# Hi tech Dear John letters



## David Baxter PhD (May 5, 2004)

Almost one in 10 Britons has ended relationship by text messaging
May 4, 2004

LONDON (AP) - Dear John. We're thru :-( 

Nine per cent of Britons admit to dumping a partner by sending an SMS, or short message service, from a cellphone - possibly signalling the beginning of the end for the "Dear John" letter - according to a survey published Monday. Among those aged 15 to 24 the figure rises to 20 per cent.
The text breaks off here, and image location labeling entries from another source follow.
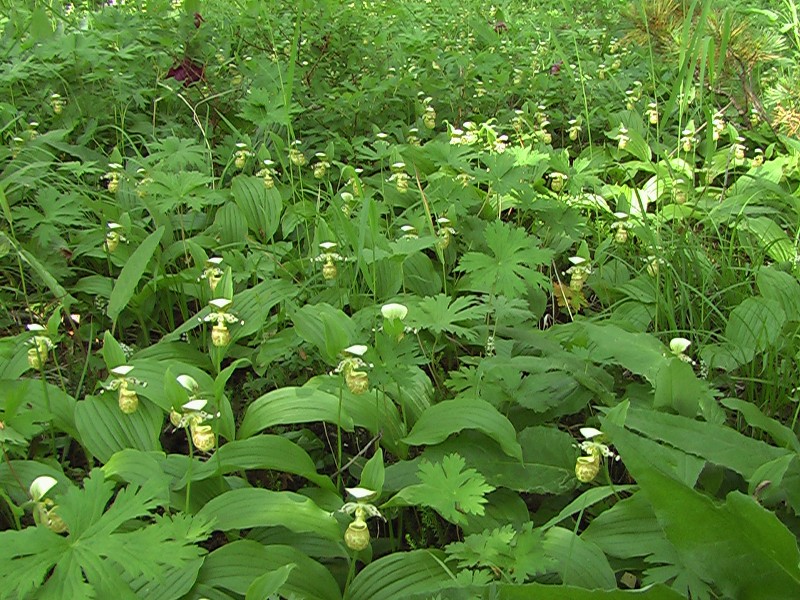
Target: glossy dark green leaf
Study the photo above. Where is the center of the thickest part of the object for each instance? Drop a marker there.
(441, 420)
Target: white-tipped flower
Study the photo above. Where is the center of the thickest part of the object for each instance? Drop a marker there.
(40, 486)
(394, 311)
(356, 350)
(679, 345)
(188, 383)
(361, 494)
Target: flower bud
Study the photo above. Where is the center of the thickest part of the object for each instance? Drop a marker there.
(357, 535)
(36, 358)
(175, 418)
(329, 270)
(357, 381)
(220, 335)
(128, 399)
(203, 437)
(587, 467)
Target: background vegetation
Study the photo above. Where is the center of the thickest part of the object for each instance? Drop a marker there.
(399, 300)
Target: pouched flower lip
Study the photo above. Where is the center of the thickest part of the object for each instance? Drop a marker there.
(220, 303)
(394, 311)
(360, 493)
(188, 383)
(590, 432)
(40, 486)
(356, 349)
(679, 345)
(194, 405)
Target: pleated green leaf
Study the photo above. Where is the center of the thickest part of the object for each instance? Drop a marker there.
(269, 452)
(292, 405)
(452, 416)
(104, 429)
(401, 575)
(737, 546)
(131, 274)
(236, 566)
(255, 507)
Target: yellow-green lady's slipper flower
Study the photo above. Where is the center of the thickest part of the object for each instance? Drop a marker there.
(557, 181)
(193, 416)
(267, 174)
(574, 129)
(127, 398)
(221, 316)
(739, 149)
(114, 177)
(297, 158)
(113, 236)
(620, 227)
(623, 138)
(357, 535)
(357, 381)
(652, 113)
(212, 272)
(329, 258)
(678, 347)
(579, 272)
(429, 117)
(409, 232)
(44, 510)
(399, 177)
(444, 233)
(57, 103)
(40, 346)
(393, 315)
(687, 139)
(587, 467)
(241, 155)
(203, 437)
(322, 165)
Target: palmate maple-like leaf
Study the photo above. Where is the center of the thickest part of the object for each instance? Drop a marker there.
(511, 266)
(449, 490)
(520, 554)
(439, 315)
(90, 562)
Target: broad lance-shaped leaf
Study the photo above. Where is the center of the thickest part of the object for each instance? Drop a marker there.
(547, 465)
(131, 274)
(715, 443)
(448, 489)
(255, 507)
(101, 542)
(104, 430)
(400, 575)
(238, 565)
(451, 416)
(292, 405)
(738, 546)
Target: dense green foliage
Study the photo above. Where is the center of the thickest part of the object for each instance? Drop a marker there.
(381, 300)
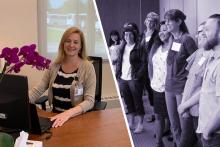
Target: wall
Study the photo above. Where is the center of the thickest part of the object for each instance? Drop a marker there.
(19, 26)
(114, 14)
(196, 11)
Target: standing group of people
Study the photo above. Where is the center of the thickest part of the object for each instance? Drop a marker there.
(182, 79)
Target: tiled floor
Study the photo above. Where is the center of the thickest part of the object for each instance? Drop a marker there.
(146, 138)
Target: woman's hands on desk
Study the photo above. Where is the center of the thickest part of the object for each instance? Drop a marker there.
(61, 118)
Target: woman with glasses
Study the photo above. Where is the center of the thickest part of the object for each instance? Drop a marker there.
(71, 79)
(183, 46)
(147, 39)
(129, 72)
(157, 73)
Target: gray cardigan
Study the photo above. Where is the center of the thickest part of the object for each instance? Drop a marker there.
(87, 77)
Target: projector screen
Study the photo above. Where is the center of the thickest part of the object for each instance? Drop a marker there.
(55, 16)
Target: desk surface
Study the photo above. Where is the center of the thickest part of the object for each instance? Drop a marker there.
(105, 128)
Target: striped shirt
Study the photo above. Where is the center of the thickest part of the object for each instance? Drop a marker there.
(61, 90)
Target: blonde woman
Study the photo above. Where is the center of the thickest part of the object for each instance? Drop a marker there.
(70, 67)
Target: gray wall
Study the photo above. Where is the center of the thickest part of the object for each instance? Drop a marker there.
(196, 11)
(114, 13)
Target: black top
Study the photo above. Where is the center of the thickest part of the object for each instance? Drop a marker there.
(176, 64)
(61, 90)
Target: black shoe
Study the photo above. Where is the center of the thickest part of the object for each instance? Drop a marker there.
(170, 137)
(151, 119)
(166, 133)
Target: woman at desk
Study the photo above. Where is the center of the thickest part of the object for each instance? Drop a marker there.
(70, 80)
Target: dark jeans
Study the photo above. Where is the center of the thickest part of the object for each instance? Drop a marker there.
(182, 128)
(213, 142)
(195, 125)
(149, 90)
(132, 91)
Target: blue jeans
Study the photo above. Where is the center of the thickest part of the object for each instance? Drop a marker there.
(213, 142)
(132, 91)
(182, 128)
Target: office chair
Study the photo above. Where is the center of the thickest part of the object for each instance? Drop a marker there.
(99, 105)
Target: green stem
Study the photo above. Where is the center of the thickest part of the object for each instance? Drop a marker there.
(3, 72)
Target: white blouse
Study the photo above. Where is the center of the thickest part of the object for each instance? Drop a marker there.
(126, 66)
(159, 70)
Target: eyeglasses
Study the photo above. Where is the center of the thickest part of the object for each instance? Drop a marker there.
(71, 41)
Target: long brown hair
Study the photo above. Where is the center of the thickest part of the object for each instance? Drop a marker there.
(61, 54)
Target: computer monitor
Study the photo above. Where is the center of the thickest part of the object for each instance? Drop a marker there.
(14, 103)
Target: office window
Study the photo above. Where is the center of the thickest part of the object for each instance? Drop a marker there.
(55, 16)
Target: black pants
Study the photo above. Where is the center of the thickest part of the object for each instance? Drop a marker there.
(132, 91)
(149, 89)
(213, 142)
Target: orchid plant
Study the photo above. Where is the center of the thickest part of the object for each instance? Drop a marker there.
(16, 58)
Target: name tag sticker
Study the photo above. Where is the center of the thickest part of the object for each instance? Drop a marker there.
(147, 39)
(176, 46)
(201, 61)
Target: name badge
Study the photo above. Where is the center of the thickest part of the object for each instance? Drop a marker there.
(201, 61)
(147, 39)
(79, 91)
(176, 46)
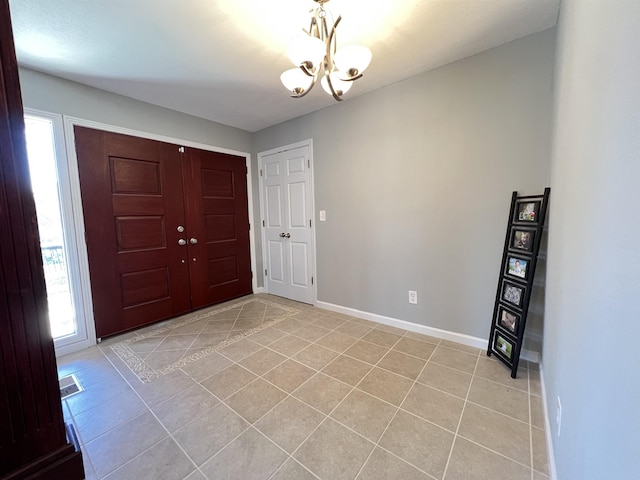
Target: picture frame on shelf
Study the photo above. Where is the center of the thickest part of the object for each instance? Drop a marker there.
(504, 346)
(517, 267)
(522, 239)
(508, 320)
(512, 293)
(527, 211)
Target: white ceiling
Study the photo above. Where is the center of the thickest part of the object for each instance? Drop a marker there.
(221, 59)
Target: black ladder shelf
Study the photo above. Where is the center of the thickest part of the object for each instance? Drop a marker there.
(519, 258)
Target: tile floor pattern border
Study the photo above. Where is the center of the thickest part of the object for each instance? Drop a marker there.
(146, 373)
(390, 450)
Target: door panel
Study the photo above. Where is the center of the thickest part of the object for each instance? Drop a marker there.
(287, 224)
(132, 204)
(220, 261)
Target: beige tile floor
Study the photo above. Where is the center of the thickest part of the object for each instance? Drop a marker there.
(320, 395)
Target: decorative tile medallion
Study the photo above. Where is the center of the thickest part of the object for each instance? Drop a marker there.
(144, 353)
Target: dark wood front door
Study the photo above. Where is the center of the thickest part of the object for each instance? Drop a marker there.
(216, 204)
(151, 237)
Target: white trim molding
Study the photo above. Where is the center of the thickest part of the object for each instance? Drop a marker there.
(551, 458)
(468, 340)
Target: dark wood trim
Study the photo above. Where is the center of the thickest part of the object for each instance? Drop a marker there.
(33, 441)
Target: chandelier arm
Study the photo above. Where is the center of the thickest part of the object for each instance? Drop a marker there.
(351, 79)
(306, 70)
(331, 41)
(307, 90)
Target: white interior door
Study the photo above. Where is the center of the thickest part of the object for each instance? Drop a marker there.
(288, 239)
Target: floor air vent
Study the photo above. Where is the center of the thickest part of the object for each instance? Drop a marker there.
(69, 385)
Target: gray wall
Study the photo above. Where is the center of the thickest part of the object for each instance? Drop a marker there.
(55, 95)
(417, 178)
(593, 297)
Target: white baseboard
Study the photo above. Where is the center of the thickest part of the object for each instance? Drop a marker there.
(475, 342)
(551, 459)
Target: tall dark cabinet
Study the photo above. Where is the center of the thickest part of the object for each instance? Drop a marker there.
(33, 440)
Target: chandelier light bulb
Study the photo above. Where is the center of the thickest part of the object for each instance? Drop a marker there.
(296, 81)
(308, 51)
(351, 61)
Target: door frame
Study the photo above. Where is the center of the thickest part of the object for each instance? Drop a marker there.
(78, 217)
(304, 143)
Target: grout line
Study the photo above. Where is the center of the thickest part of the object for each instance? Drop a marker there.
(154, 415)
(464, 406)
(316, 322)
(398, 408)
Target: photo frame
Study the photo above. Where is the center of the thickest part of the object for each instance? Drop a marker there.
(521, 239)
(512, 293)
(508, 320)
(504, 346)
(517, 267)
(527, 211)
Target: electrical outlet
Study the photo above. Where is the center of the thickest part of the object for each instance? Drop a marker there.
(413, 297)
(559, 415)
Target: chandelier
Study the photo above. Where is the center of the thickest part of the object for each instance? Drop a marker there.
(315, 55)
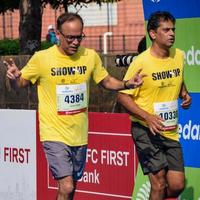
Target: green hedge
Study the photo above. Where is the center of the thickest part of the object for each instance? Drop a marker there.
(11, 47)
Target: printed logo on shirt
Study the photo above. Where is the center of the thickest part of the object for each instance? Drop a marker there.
(155, 1)
(166, 74)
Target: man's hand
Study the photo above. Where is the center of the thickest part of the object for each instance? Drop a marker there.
(135, 81)
(12, 71)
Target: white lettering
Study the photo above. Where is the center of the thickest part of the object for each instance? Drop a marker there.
(92, 155)
(16, 155)
(117, 158)
(189, 131)
(90, 177)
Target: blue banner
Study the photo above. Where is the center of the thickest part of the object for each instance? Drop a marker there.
(178, 8)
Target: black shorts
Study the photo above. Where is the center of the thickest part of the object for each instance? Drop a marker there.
(156, 152)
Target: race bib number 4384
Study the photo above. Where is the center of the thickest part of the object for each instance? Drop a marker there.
(71, 99)
(169, 112)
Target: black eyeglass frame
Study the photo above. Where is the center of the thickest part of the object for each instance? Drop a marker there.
(71, 38)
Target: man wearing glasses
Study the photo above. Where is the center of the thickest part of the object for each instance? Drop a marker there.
(62, 74)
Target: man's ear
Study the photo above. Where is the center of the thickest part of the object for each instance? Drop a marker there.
(152, 34)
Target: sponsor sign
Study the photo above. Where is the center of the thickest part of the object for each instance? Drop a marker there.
(111, 161)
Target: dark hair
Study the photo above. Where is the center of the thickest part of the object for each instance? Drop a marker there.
(68, 17)
(157, 17)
Forty-five per cent of women owned up to secretly checking the text messages on their partner's phone compared to 31 per cent of men. 

Philippa O'Sullivan, 15, from near Basingstoke in southern England, said using text messages to finish relationships was common among teenagers, many of whom "find it easier to talk by text." 

"I've heard of lots of people, including a couple of my friends, being dumped that way," O'Sullivan said. 

The NOP poll for Sicap, a messaging services provider based in Bern, Switzerland, also found that 44 per cent had used text messages to flirt; among the 15- to 24-year-olds, the figure rose to 75 per cent. 

Some 31 per cent of adults said they had sent a love letter by text - even among the over-65s, nine per cent had done so - and 30 per cent said they had argued via SMS. Two per cent say they have used text messages to quit a job. 

Britain's Mobile Data Association announced earlier this year that in March alone, Britons sent 2.1 billion text messages, a 25 per cent increase over the same month last year. 

NOP questioned 771 people aged 15 and over from April 23 to 25 for the Sicap poll. No margin of error was given, but on a sample of this size it is likely to be around three percentage points either way.


----------